I've been thinking a lot about level setting expectations these last few months. I'm currently working with a team to develop a new software product. As it turns out it is a fairly visible project within our organization. I hate this. I much prefer to work under the radar. Since it's more visible it needs more "care and feeding" so to speak. We have a standard process for managing projects which includes something called Risk Management. The idea is to spend time up front identifying risks, defining a mitigation plan either to eliminate the risk or a plan to reduce its impact should the risk manifest. The idea is to think through potential issues first before they blow-up and impact the cost, schedule or scope. Important, but not easy.

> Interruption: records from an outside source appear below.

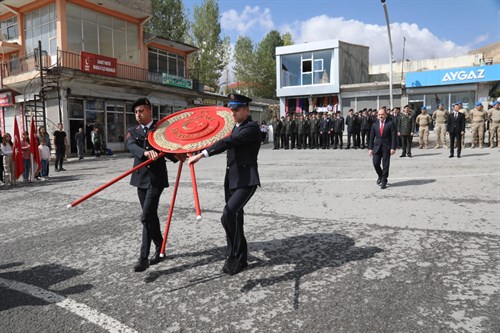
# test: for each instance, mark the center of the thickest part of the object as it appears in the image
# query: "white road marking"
(100, 319)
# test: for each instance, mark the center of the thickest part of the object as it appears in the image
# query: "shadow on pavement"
(412, 182)
(42, 277)
(306, 253)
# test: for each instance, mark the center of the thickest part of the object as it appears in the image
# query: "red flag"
(35, 154)
(17, 151)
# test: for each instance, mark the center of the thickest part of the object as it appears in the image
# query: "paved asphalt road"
(329, 250)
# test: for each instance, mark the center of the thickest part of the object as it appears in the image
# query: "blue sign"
(453, 76)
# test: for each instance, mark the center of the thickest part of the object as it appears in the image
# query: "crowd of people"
(333, 131)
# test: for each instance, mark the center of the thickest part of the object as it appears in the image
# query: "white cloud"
(420, 42)
(252, 18)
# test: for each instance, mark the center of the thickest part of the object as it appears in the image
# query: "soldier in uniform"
(293, 133)
(440, 118)
(477, 118)
(423, 121)
(282, 133)
(300, 131)
(276, 124)
(494, 119)
(350, 121)
(466, 117)
(325, 128)
(241, 180)
(338, 129)
(366, 123)
(287, 126)
(150, 181)
(405, 129)
(307, 132)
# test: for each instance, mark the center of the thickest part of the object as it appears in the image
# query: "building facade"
(83, 63)
(331, 75)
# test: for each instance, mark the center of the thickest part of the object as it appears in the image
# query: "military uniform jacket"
(277, 125)
(242, 147)
(406, 124)
(338, 125)
(350, 121)
(325, 125)
(154, 173)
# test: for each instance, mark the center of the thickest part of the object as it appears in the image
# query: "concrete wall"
(353, 63)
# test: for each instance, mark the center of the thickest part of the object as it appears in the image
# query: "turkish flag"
(35, 154)
(17, 151)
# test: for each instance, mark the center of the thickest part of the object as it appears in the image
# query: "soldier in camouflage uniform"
(440, 118)
(494, 118)
(423, 121)
(477, 118)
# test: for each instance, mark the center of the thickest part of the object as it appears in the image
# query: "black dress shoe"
(228, 264)
(141, 265)
(237, 267)
(156, 258)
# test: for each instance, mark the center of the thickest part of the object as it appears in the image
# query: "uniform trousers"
(406, 144)
(232, 221)
(60, 152)
(149, 199)
(440, 130)
(458, 136)
(384, 156)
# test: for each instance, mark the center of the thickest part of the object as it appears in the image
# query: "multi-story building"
(84, 62)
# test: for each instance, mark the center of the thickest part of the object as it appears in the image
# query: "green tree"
(265, 69)
(244, 64)
(212, 56)
(169, 20)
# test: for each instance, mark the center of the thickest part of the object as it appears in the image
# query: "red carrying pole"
(171, 209)
(195, 192)
(102, 187)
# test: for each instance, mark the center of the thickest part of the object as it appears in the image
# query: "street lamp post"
(390, 50)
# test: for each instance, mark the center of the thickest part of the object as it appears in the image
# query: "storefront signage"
(6, 98)
(177, 81)
(97, 64)
(453, 76)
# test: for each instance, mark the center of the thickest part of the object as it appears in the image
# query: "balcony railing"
(23, 64)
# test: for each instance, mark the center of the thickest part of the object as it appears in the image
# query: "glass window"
(74, 34)
(467, 98)
(90, 38)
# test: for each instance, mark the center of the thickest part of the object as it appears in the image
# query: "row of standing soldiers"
(323, 131)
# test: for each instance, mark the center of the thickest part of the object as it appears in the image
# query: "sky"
(432, 28)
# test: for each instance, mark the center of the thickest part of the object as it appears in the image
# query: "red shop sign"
(97, 64)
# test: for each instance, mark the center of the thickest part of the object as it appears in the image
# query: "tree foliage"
(169, 20)
(212, 56)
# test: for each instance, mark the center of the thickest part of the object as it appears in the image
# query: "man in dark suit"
(241, 180)
(150, 181)
(382, 144)
(456, 128)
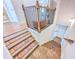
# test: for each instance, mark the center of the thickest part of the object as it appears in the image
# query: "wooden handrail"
(13, 33)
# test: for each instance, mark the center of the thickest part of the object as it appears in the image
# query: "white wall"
(18, 8)
(66, 11)
(46, 34)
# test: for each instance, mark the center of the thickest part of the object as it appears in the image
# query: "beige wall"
(18, 8)
(66, 11)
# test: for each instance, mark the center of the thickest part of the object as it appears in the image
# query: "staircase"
(20, 44)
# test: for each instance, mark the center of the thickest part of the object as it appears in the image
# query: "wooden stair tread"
(20, 49)
(20, 44)
(18, 41)
(14, 35)
(15, 48)
(15, 39)
(26, 51)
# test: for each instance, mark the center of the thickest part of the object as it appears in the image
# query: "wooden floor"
(50, 50)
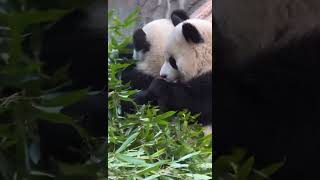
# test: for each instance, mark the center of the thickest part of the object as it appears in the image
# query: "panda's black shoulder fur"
(271, 105)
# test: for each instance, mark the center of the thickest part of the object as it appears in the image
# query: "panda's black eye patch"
(172, 62)
(140, 41)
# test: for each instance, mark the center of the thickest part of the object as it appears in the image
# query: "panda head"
(149, 42)
(188, 50)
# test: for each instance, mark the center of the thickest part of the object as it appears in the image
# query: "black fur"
(177, 16)
(191, 34)
(266, 96)
(272, 107)
(195, 95)
(140, 41)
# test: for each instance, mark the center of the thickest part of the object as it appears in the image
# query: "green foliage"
(28, 95)
(149, 144)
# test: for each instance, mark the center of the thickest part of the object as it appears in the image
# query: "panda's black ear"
(191, 34)
(140, 40)
(177, 16)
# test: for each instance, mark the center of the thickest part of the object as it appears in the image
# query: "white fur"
(157, 33)
(192, 59)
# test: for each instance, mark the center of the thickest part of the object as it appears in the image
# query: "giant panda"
(186, 75)
(265, 82)
(148, 50)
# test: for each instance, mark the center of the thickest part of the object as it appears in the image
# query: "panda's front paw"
(158, 87)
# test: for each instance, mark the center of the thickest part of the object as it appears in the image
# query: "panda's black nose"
(164, 76)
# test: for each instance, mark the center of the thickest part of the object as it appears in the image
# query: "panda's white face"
(168, 72)
(188, 51)
(149, 45)
(138, 55)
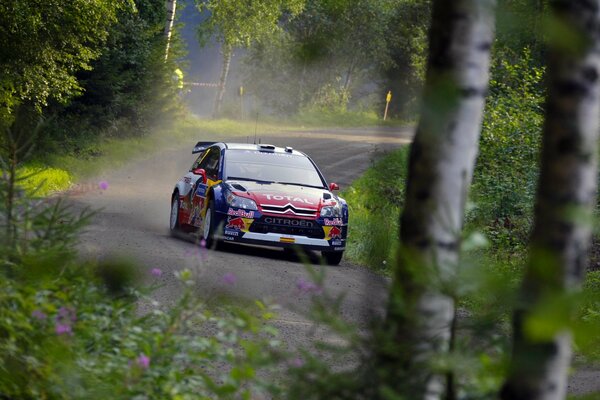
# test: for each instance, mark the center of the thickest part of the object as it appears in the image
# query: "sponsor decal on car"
(335, 233)
(236, 223)
(288, 198)
(240, 213)
(201, 190)
(289, 222)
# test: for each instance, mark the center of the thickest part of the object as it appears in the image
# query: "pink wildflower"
(297, 362)
(66, 313)
(229, 278)
(63, 329)
(39, 315)
(143, 361)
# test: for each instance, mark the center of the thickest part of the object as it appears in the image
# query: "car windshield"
(270, 167)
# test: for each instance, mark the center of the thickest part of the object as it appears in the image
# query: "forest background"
(76, 75)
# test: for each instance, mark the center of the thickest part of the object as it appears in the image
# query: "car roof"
(258, 147)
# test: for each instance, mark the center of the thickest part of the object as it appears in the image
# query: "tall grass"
(375, 201)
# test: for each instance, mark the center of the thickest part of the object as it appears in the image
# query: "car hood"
(285, 200)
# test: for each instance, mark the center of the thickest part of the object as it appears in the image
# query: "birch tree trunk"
(565, 200)
(171, 8)
(227, 52)
(442, 157)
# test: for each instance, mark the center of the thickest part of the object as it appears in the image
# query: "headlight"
(329, 212)
(241, 202)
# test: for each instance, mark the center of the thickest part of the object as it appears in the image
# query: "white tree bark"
(171, 8)
(565, 200)
(421, 309)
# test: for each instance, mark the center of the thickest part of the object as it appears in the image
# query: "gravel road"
(133, 222)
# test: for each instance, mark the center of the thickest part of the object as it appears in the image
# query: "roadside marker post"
(388, 98)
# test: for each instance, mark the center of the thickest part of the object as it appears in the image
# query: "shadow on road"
(293, 255)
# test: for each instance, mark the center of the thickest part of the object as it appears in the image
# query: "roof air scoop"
(269, 147)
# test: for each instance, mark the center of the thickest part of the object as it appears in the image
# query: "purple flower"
(39, 315)
(306, 286)
(143, 361)
(63, 329)
(297, 362)
(229, 278)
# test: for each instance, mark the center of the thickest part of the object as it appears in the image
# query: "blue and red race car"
(260, 194)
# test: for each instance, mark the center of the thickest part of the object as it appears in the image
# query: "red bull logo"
(335, 233)
(236, 223)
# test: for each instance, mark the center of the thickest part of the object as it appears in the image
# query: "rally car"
(260, 194)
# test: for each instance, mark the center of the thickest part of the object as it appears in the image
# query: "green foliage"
(408, 49)
(127, 91)
(510, 141)
(73, 329)
(42, 180)
(235, 24)
(375, 201)
(323, 57)
(43, 45)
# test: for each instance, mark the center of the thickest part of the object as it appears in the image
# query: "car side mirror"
(201, 172)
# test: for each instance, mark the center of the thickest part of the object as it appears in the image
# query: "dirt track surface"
(133, 222)
(134, 215)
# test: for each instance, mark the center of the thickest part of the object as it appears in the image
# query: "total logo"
(236, 223)
(335, 233)
(288, 198)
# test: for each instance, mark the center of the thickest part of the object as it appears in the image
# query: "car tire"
(332, 257)
(174, 225)
(208, 227)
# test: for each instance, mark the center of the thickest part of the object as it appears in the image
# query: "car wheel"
(332, 257)
(174, 226)
(208, 229)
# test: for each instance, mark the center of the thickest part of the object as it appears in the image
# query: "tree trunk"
(421, 308)
(171, 8)
(227, 51)
(565, 201)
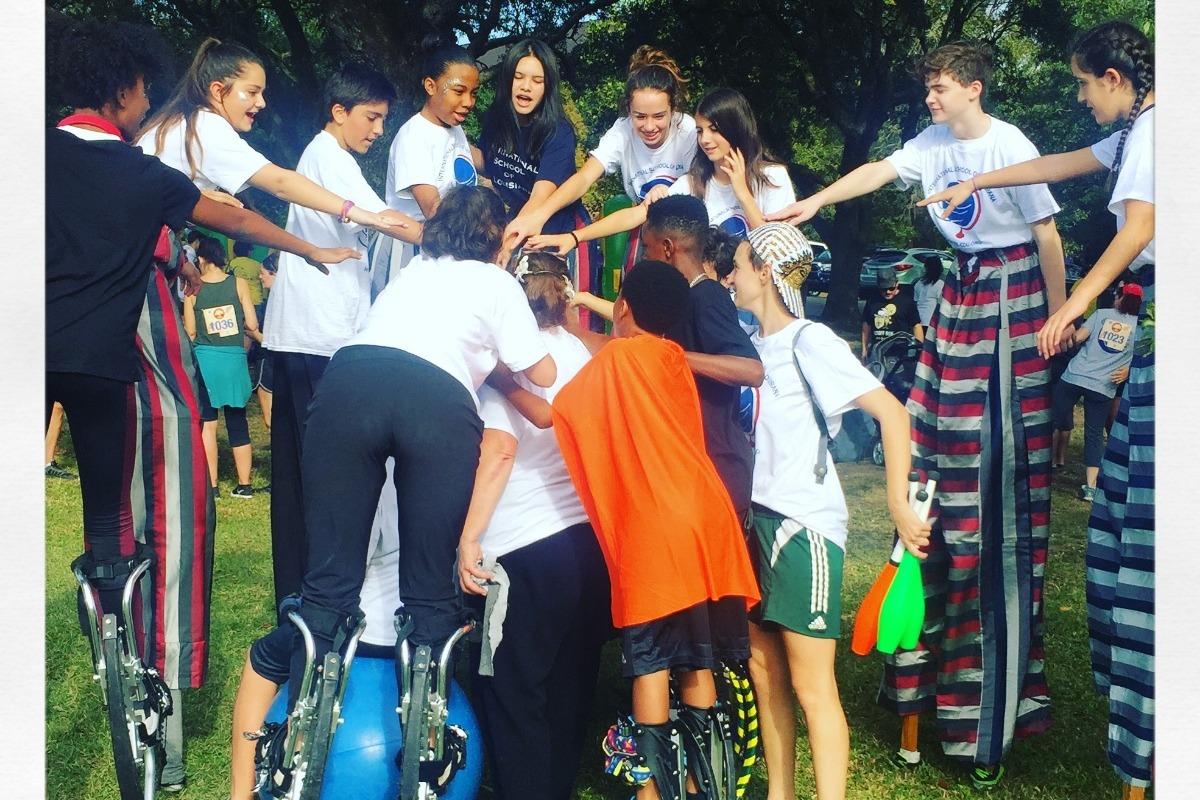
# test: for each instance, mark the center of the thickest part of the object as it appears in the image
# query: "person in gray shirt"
(1095, 373)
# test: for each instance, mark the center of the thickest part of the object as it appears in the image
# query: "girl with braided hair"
(1113, 64)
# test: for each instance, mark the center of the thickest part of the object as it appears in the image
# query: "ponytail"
(214, 60)
(1119, 46)
(652, 68)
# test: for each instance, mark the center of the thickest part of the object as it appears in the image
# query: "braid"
(1119, 46)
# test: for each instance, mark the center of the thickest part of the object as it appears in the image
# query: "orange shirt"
(631, 435)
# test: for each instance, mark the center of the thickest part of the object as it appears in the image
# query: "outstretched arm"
(732, 370)
(1133, 238)
(533, 216)
(894, 432)
(1044, 169)
(293, 187)
(246, 226)
(497, 451)
(615, 223)
(857, 182)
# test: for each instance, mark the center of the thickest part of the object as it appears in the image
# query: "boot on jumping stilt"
(909, 755)
(1132, 792)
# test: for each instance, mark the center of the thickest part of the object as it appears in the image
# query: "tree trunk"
(846, 242)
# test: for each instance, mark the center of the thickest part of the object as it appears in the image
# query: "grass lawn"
(1068, 763)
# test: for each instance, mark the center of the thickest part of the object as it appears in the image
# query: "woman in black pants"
(405, 388)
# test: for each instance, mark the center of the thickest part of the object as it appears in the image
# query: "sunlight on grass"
(1066, 764)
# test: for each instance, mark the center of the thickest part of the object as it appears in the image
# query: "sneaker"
(987, 777)
(173, 787)
(54, 470)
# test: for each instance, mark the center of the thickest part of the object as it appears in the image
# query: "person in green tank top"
(217, 318)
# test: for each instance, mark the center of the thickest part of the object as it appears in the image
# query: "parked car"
(905, 262)
(1075, 271)
(820, 276)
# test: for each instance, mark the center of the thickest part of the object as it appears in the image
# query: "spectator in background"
(247, 269)
(216, 318)
(928, 288)
(888, 313)
(1096, 373)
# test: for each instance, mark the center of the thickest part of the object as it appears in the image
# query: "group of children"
(415, 382)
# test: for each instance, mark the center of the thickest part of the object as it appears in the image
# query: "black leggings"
(375, 402)
(235, 423)
(99, 410)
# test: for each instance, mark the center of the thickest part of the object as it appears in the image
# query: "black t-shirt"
(891, 316)
(515, 173)
(711, 326)
(106, 203)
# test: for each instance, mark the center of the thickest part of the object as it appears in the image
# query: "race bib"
(221, 320)
(1114, 336)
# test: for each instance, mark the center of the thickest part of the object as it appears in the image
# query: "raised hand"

Earlier this year I hit a wall (not literally) of frustration. Normally, the project manager is responsible for identifying and managing the project risks. Although on past projects, I've been the project manager but on this project I have a different role. Unfortunately, the project manager hasn't focused on this. We've stumbled our way to completing the first phase and will release the product on Monday, but it hasn't been easy and it hasn't been pretty.
During my fit of frustration my husband gave me a new metaphor to approach this project. My expectations were that we deliver the product successfully, but also by following all the processes. The problem is we have too much to do in the time alloted. He helped me to see that maybe this is more like a first-run marathon. That we finish is the success, not that we finish first. Not an easy thing for a recovering workaholic and perfectionist.